If you don’t live your life in the Blogosphere or on Digg – and why should you? – you’ll have missed out on many knickers getting in a twist.
It all started off about the posting on Digg of an encryption key for HD-DVD that is intrinsic to the security of HD-DVD content.
Next major thing – many alleged that the administrators of Digg were removing posts about this key and the growing number of anti-digg comments that were littering the system.
Some claimed that an industry body associated with HD-DVD had given large quantities of money to the founders of Digg to start their Diggnation Webcast, hence a significant conflict of interest.
Eventually Digg founder, Kevin Rose, posted to say that they’d stop censoring postings, saying that they’d “go down fighting.” Many commented that Digg went down long ago.
It’s not just Digg that has been touched by this. Wikipedia is report to have been deleting pages containing the key too, but while leaving the information available at the same time (whoops!).
We didn’t bother you with it dear reader, as we thought you wouldn’t be that interested, but as it now touches the very heart of what being open and online is all about, we though it was worth a mention.
An excellent comment on the situation was posted by someone on Slashdot, that was then re-posted by oneman army on Digg. We think it sums up the situation so well, we couldn’t possibly say it better ourselves.
While they can do what they want on their own site, it is more a matter of credibility than anything else right now. The whole revolt isn’t even about the HD-DVD key. What has people feeling burnt is the fact that Digg purports to be about free and open user-driven content in a democratic setting, and what we’re seeing here is a cabal of admins who are subverting the entire process of the system to suit their own whims.
Now as I said, it’s not even about the 128-bit key anymore. And it’s not about the DMCA or its merits(or lack thereof). The problem goes much deeper than that, and the encryption key debacle was more of a catalyst for what the more perceptive Diggers knew was going on all along but never really had any proof of. See, it’s not just any posts containing the number they’re removing. The Digg admins are removing and banning any discussion on the topic, even legitimate discussions on the ramifications of censorship in the user-driven internet era. Quite a few legitimate and thought-provoking discussions got clobbered when the admins got ban-happy today.

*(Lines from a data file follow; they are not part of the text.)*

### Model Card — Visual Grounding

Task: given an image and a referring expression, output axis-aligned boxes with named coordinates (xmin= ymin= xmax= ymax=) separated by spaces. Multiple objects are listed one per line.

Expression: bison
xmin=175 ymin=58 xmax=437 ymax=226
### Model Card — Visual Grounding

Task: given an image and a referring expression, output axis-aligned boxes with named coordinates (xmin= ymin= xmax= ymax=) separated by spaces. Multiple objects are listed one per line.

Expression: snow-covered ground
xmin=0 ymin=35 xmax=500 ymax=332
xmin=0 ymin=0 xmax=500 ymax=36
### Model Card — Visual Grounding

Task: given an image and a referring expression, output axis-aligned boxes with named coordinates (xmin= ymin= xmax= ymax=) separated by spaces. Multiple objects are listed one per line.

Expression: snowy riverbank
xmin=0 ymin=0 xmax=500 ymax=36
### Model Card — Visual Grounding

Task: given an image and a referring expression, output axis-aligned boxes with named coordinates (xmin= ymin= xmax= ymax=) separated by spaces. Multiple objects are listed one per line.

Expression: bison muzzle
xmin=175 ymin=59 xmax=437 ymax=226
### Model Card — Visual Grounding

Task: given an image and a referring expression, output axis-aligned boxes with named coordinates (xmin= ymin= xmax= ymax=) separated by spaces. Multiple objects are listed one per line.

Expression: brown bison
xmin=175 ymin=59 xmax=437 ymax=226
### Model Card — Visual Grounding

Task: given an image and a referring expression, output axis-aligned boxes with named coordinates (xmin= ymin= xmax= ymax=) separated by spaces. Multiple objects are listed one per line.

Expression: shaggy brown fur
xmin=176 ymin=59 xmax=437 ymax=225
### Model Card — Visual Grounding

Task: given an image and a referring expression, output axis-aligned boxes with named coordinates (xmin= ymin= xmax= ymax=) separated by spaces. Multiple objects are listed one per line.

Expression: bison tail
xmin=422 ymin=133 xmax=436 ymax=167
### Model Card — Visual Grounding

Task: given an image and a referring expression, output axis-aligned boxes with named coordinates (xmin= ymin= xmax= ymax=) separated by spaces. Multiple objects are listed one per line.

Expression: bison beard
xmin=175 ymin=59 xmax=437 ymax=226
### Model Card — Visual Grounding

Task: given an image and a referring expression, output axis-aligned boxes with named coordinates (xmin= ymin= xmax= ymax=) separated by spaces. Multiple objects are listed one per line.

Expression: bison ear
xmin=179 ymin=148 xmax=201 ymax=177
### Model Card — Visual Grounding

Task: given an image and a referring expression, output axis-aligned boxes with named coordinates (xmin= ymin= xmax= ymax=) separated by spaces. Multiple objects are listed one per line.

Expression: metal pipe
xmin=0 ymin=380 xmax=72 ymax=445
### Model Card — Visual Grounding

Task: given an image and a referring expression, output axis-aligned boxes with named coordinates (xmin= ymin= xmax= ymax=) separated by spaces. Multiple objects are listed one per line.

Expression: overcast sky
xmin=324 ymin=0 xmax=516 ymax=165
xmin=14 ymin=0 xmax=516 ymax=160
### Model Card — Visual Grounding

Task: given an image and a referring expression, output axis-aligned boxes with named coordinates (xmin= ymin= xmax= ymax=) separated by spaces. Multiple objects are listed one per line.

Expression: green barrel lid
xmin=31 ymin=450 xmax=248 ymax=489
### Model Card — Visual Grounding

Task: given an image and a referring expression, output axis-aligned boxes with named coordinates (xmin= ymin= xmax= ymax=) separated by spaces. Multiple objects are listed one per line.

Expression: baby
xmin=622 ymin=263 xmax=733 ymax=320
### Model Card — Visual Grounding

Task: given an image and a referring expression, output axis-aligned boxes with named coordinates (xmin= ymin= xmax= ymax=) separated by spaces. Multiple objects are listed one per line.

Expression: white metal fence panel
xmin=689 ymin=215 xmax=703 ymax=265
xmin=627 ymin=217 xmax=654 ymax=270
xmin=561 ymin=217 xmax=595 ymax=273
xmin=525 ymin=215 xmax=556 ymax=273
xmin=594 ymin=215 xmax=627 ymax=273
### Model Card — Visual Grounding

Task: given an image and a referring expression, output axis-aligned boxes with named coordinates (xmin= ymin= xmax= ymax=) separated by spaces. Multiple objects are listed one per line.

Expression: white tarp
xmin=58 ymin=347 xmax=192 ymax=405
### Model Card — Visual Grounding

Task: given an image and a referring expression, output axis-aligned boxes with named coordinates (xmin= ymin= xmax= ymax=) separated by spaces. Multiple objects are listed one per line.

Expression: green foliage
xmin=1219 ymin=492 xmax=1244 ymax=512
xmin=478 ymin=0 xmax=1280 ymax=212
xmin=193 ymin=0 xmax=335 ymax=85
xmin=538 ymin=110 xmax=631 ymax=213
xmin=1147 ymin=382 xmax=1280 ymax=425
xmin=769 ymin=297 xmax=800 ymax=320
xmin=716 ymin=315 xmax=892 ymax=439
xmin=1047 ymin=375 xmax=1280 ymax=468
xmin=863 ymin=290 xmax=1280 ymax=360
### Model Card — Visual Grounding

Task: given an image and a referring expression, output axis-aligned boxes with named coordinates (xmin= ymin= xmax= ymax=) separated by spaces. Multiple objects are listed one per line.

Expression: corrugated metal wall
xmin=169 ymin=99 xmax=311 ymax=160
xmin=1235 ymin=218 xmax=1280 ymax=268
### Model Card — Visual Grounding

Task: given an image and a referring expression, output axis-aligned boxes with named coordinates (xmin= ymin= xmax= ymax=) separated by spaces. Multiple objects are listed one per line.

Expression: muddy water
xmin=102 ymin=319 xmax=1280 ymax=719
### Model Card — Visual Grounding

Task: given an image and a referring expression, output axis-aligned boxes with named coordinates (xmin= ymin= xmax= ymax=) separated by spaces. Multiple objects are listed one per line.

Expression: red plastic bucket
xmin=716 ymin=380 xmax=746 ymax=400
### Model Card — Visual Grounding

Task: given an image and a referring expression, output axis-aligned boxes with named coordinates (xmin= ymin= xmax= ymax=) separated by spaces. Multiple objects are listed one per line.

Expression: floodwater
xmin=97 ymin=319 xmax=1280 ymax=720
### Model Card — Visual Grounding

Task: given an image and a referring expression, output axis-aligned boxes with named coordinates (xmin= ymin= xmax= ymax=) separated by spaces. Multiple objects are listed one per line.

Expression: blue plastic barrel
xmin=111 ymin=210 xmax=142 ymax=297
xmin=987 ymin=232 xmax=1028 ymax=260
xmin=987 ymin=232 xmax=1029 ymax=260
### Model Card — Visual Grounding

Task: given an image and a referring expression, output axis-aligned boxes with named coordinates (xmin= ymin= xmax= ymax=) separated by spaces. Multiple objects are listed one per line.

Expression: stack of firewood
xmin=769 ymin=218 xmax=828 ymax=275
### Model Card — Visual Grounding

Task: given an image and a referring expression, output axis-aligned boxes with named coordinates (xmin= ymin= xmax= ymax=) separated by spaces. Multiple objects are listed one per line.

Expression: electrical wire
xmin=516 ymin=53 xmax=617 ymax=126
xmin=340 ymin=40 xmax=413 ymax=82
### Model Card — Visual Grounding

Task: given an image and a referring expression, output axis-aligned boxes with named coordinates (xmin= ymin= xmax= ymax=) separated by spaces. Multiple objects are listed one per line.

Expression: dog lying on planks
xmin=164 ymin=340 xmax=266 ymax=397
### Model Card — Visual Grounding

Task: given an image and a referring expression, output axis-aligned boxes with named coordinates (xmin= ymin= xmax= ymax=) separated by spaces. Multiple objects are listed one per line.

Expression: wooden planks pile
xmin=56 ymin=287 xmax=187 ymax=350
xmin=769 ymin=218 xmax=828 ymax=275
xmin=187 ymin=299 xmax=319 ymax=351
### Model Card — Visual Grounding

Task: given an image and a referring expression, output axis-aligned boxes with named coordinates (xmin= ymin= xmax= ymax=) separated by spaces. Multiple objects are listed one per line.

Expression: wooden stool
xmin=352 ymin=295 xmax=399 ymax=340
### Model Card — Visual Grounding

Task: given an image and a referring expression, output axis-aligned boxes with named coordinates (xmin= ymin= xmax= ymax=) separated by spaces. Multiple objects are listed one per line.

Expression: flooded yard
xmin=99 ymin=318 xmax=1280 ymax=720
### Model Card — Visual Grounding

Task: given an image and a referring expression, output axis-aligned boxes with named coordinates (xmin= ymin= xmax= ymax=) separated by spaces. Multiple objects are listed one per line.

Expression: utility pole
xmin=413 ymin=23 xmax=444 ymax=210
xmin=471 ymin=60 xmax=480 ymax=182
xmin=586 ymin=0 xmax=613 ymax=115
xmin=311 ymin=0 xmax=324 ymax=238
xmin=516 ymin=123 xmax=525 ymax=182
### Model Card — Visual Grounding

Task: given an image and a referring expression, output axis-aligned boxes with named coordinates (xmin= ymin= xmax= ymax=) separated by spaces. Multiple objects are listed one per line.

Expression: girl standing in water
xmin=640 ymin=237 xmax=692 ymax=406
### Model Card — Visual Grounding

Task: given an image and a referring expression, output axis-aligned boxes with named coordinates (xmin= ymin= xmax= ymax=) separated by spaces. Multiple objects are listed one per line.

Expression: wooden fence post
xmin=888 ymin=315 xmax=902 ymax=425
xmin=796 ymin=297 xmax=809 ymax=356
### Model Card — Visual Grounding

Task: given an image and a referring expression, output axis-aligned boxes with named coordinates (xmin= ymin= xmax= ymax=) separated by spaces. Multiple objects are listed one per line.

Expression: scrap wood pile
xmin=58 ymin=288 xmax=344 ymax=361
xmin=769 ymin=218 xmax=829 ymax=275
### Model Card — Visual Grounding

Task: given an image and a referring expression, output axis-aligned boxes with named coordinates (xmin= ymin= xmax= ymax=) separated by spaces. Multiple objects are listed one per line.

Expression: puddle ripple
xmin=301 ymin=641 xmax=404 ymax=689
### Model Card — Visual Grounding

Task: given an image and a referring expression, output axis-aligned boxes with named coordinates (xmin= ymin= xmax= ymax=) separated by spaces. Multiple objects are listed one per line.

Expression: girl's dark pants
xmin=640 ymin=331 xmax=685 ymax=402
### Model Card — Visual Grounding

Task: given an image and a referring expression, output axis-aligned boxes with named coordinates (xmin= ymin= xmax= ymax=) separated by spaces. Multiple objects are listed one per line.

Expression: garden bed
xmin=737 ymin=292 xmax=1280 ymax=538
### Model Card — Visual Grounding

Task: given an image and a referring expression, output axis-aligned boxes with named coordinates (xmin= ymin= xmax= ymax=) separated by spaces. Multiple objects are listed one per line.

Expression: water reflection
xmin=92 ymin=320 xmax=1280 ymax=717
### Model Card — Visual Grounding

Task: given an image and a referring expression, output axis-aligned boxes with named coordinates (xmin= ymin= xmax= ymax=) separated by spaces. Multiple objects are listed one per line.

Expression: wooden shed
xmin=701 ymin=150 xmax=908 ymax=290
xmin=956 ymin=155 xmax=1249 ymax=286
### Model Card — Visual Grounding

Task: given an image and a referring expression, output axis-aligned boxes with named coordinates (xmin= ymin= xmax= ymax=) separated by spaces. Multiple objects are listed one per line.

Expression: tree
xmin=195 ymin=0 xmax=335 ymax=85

They have unwittingly set themselves up as a prime example of what can go wrong when marketing dollars(it is being reported that the HD-DVD guys throw ad dollars at Diggnation) meet the voice of the people. It is now being said that the Digg admins are stepping in and removing “objectionable” content when it conflicts with the will of their advertisers or displays any anti-Digg sentiment. While I’m sure this is good business sense, it’s a very ugly way of being outed as a shill and a fraud to your readers. Digg is supposed to be the underdog who fought the status-quo and beat overwhelming odds against “the system”. Now people are finding out that Digg has become the system, and they’re a bit disillusioned that their hero Mr. Rose is just like any other business man who is out to make a buck. But like I said, the admins of Digg are obviously free to do with their site as they see fit. But Digg is only as good as the people who contribute to it. Kiss them good-bye and you kiss Digg good-bye.
It’s now interesting to see that Digg isn’t displaying any of the stories like this one, with over 10,000 Diggs on their ‘top stories’, so it looks like the censorship continues unabated.
An ample illustration of the fragility of any company or Web service in the world of the Internet.